Data sources ranked by information density × ease of import:
PrioritySourceWhyTimePages Created
1Existing markdown/ObsidianHighest density — it's already structured5 min100s-1000s
2Google ContactsSeeds the people/ directory — names, emails, companies10 min50-500
3Google Calendar (90 days)Meeting history with attendee context15 min30-90
4Gmail (recent threads)Relationship context, active threads, org chart signals20 min50-200
5Conversations (ChatGPT/Claude exports)Your thinking, questions, mental models15 min10-100
6X/Twitter archiveYour public positions, takes, engagement patterns20 min30-365
7File archives (Dropbox/Drive/local)Historical documents, old writing, photos30+ minvaries
8Meeting transcripts (Circleback/etc.)Deep relationship context from recorded calls20 min10-50
数据源按信息密度 × 导入难度排序:
优先级数据源原因耗时创建页面数
1现有Markdown/Obsidian笔记信息密度最高——已结构化5分钟数百至数千页
2Google联系人填充people/目录——包含姓名、邮箱、公司信息10分钟50-500页
3Google日历(近90天)包含会议历史及参会者上下文15分钟30-90页
4Gmail(近期会话)包含关系上下文、活跃会话、组织架构信号20分钟50-200页
5对话导出(ChatGPT/Claude等)记录你的思考、问题、思维模型15分钟10-100页
6X/Twitter归档记录你的公开立场、观点、互动模式20分钟30-365页
7文件归档(Dropbox/Drive/本地)包含历史文档、旧文稿、照片30+分钟数量不定
8会议转录稿(Circleback等)包含录制通话中的深度关系上下文20分钟10-50页

Phase 0: ClawVisor Setup (Required for API Access)

阶段0:ClawVisor设置(API访问必备)

Safety boundary: An AI agent with raw OAuth tokens to your Gmail, Calendar, and Contacts is an uncontrolled attack surface. One prompt injection, one malicious tool call, and your entire Google account is exposed. ClawVisor eliminates this risk class entirely.
ClawVisor is a credential gateway that sits between the agent and your APIs.

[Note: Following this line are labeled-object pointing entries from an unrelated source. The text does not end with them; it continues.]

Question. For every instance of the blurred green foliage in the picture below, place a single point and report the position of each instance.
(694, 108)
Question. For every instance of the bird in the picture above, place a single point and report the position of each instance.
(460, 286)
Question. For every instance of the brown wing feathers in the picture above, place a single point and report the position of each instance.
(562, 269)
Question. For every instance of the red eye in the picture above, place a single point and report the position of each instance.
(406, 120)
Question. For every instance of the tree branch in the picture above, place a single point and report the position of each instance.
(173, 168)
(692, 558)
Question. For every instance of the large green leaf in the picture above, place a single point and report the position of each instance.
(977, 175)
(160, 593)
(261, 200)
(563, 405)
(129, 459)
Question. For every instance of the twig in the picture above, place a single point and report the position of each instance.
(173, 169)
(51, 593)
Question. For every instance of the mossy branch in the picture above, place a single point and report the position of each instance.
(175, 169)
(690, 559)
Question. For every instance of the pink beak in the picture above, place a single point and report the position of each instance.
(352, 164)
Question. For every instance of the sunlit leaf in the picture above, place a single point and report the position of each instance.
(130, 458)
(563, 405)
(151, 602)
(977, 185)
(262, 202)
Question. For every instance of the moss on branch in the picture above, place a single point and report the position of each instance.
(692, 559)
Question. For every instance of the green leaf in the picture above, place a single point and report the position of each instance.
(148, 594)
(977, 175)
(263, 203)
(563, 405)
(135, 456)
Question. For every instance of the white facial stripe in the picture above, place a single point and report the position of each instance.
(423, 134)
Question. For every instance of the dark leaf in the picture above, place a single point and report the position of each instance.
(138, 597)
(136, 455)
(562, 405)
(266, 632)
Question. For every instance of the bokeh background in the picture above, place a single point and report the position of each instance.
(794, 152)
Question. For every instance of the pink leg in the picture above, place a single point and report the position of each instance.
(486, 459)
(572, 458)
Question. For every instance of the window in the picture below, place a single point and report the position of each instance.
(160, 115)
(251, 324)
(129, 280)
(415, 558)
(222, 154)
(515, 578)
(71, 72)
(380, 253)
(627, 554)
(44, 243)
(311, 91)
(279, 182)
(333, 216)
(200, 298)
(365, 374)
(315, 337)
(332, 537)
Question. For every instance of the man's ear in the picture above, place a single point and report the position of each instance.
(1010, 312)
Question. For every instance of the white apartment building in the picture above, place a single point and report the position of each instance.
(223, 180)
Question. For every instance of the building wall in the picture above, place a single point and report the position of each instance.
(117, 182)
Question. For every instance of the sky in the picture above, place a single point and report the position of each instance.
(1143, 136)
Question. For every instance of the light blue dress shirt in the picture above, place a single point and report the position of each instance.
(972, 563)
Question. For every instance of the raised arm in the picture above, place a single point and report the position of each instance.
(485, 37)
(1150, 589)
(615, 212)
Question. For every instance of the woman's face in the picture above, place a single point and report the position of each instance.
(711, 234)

The agent never sees your credentials — ClawVisor injects them at request time, enforces policies, and logs everything.
What ClawVisor gives you:
  • Credential vaulting — agent sees shadow tokens, never real secrets
  • Task-scoped authorization — each workflow declares exactly what it needs
  • Audit trail — every API call logged with metadata (who, what, when)
  • Human approval gates — destructive operations (send email, modify calendar) require your explicit approval
  • Multi-service — Gmail, Calendar, Contacts, Drive, GitHub, iMessage from one gateway
  • Revocation — disable the agent's access in one click, no token rotation needed
Setup (15 min):
  1. Sign up at app.clawvisor.com
  2. Create an agent in the dashboard, copy the agent token
  3. Set environment variables:
    bash
    gbrain config set clawvisor_url "https://app.clawvisor.com"
    gbrain config set clawvisor_agent_token "<token>"
  4. Activate Google services (Gmail, Calendar, Contacts) in the dashboard
  5. Create a standing task with expansive scope:
    "Full brain bootstrapping: read emails, calendar events, and contacts to populate knowledge base. List, read, and search across all connected accounts."
  6. Save the standing task ID:
    bash
    gbrain config set clawvisor_task_id "<task_id>"
Critical scoping rule: Be expansive in task purposes. "Email triage" gets rejected by intent verification. "Full executive assistant email management including inbox triage, searching by any criteria, reading emails, tracking threads" works. The intent model uses the purpose to judge each request.
安全边界说明: 拥有Gmail、日历和联系人原始OAuth令牌的AI Agent是不受控的攻击面。一次提示注入或恶意工具调用,就可能导致你的整个谷歌账户泄露。ClawVisor可彻底消除这类风险。
ClawVisor是位于Agent与API之间的凭证网关。Agent永远不会看到你的凭证——ClawVisor会在请求时注入凭证、执行策略并记录所有操作。
ClawVisor提供的功能:
  • 凭证存储——Agent仅能看到影子令牌,无法获取真实密钥
  • 任务范围授权——每个工作流需明确声明所需权限
  • 审计追踪——每一次API调用都会记录元数据(执行者、操作内容、时间)
  • 人工批准机制——破坏性操作(发送邮件、修改日历)需你的明确批准
  • 多服务支持——通过一个网关即可访问Gmail、日历、联系人、Drive、GitHub、iMessage等
  • 权限撤销——一键禁用Agent的访问权限,无需轮换令牌
设置步骤(15分钟):
  1. app.clawvisor.com注册账号
  2. 在控制台创建Agent,复制Agent令牌
  3. 设置环境变量:
    bash
    gbrain config set clawvisor_url "https://app.clawvisor.com"
    gbrain config set clawvisor_agent_token "<token>"
  4. 在控制台激活谷歌服务(Gmail、日历、联系人)
  5. 创建一个范围宽泛的常驻任务:
    "完整Brain引导:读取邮件、日历事件和联系人以填充知识库。列出、读取并搜索所有关联账户的内容。"
  6. 保存常驻任务ID:
    bash
    gbrain config set clawvisor_task_id "<task_id>"
关键范围规则: 任务描述需尽可能宽泛。“邮件分类”会被意图验证拒绝,而“完整执行助理邮件管理,包括收件箱分类、任意条件搜索、读取邮件、追踪会话”则可行。意图模型会根据任务目的判断每一次请求。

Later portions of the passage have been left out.